There is plenty of existing information about how tail calls work and why they're useful, so I won't repeat that here. What's important to understand is that accumulative recursion involves an accumulator argument, which usually causes the resulting function to be implemented with a tail call.
But what do we do about the extra parameter? Well, we can actually just make a "helper" function that will do the accumulative recursion, but we will provide a function that automatically fills in the base case.
(define (factorial n)
(define (factorial-helper n acc)
(if (zero? n) acc
(factorial-helper (sub1 n) (* acc n))))
(factorial-helper n 1))
This sort of idiom is common enough that Racket provides a "named let" form, which simplifies the above function to this:
(define (factorial n)
(let helper ([n n] [acc 1])
(if (zero? n) acc
(helper (sub1 n) (* acc n)))))
But that's just some syntactic sugar for the same idea.

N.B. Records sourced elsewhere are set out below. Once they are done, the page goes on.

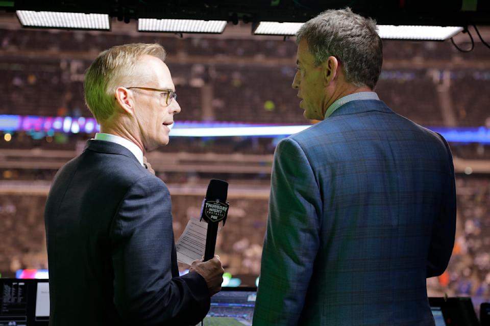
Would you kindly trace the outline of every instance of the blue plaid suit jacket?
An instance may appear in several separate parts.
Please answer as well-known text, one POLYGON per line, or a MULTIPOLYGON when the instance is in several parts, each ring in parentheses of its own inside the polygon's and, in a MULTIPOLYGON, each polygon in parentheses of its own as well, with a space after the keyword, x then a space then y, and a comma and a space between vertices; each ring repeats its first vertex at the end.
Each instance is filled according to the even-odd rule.
POLYGON ((456 224, 442 136, 353 101, 280 142, 272 183, 255 325, 434 324, 426 278, 456 224))

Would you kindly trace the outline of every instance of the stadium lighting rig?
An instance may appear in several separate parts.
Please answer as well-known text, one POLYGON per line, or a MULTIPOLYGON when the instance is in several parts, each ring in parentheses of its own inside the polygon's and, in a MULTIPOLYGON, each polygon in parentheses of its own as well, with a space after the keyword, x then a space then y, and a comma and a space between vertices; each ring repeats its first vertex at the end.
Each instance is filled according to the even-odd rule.
MULTIPOLYGON (((254 26, 252 33, 262 35, 296 35, 303 25, 300 22, 261 21, 254 26)), ((378 34, 382 39, 444 41, 453 37, 463 30, 459 26, 412 26, 408 25, 377 25, 378 34)))
POLYGON ((450 38, 472 25, 490 25, 483 0, 0 0, 30 28, 110 30, 111 20, 138 21, 142 32, 222 33, 227 23, 252 23, 252 34, 292 36, 304 22, 329 9, 350 7, 378 24, 384 39, 450 38))

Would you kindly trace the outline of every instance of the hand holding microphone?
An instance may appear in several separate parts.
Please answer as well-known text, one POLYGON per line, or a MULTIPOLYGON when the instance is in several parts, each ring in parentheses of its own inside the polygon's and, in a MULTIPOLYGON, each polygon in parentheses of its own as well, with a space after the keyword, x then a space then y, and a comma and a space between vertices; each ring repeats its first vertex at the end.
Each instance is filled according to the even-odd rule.
POLYGON ((217 255, 215 255, 213 259, 207 261, 194 260, 190 265, 189 271, 195 271, 203 277, 208 286, 210 295, 212 295, 221 291, 225 269, 217 255))
POLYGON ((221 290, 221 284, 223 283, 225 270, 219 257, 214 255, 214 248, 218 224, 222 221, 225 224, 228 212, 229 206, 226 202, 228 192, 228 183, 226 181, 215 179, 209 181, 203 201, 201 216, 201 219, 208 223, 204 259, 204 261, 194 260, 189 269, 189 271, 197 272, 204 278, 211 295, 221 290))

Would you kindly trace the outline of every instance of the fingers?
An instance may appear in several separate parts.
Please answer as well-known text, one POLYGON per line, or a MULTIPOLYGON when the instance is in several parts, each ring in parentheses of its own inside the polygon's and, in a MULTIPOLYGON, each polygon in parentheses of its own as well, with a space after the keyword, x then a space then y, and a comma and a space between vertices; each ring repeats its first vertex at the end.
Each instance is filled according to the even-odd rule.
POLYGON ((197 272, 204 278, 211 295, 221 290, 225 269, 217 255, 207 261, 194 260, 189 270, 197 272))

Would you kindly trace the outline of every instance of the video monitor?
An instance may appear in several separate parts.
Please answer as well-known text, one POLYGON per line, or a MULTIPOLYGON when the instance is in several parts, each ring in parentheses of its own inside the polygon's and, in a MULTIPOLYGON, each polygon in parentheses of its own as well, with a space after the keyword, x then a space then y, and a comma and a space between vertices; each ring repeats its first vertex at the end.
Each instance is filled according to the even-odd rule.
POLYGON ((256 296, 254 287, 222 288, 220 292, 211 297, 211 308, 204 318, 204 325, 251 325, 256 296))
POLYGON ((47 280, 0 279, 0 326, 47 326, 47 280))

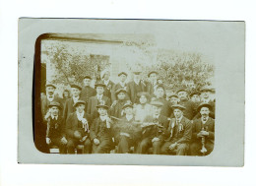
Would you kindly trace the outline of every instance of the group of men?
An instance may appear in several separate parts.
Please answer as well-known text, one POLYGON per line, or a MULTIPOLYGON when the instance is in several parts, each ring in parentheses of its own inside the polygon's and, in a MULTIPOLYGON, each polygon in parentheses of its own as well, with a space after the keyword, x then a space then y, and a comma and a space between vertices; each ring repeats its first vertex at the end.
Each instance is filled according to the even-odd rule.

Okay, so: how does any of this apply to your question? Well, actually, using accumulative recursion makes implementing your problem quite easy. Here's a breakdown of how you'd structure the algorithm:
Just like in your original example, you'd iterate through the list until you get empty. This will form your "base case".
Your accumulator will be simple—it will be the current maximum element you've found.
Upon each iteration, if you find an element greater than the current maximum, that becomes the new accumulator. Otherwise, the accumulator remains the same.
Putting these all together, and here's a simple implementation:
(define (tallest-helper names heights current-tallest)
(cond
[(empty? names)
(car current-tallest)]
[(> (first heights) (cdr current-tallest))
(tallest-helper (rest names) (rest heights)
(cons (first names) (first heights)))]
[else
(tallest-helper (rest names) (rest heights)
current-tallest)]))
This can be further improved in plenty of ways—wrapping it in a function that provides the accumulator's starting value, using named let, removing some of the repetition, etc.—but I'll leave that as an exercise for you.
Just remember: the accumulator is effectively your "working sum". It's your "running total". Understand that, and things should make sense.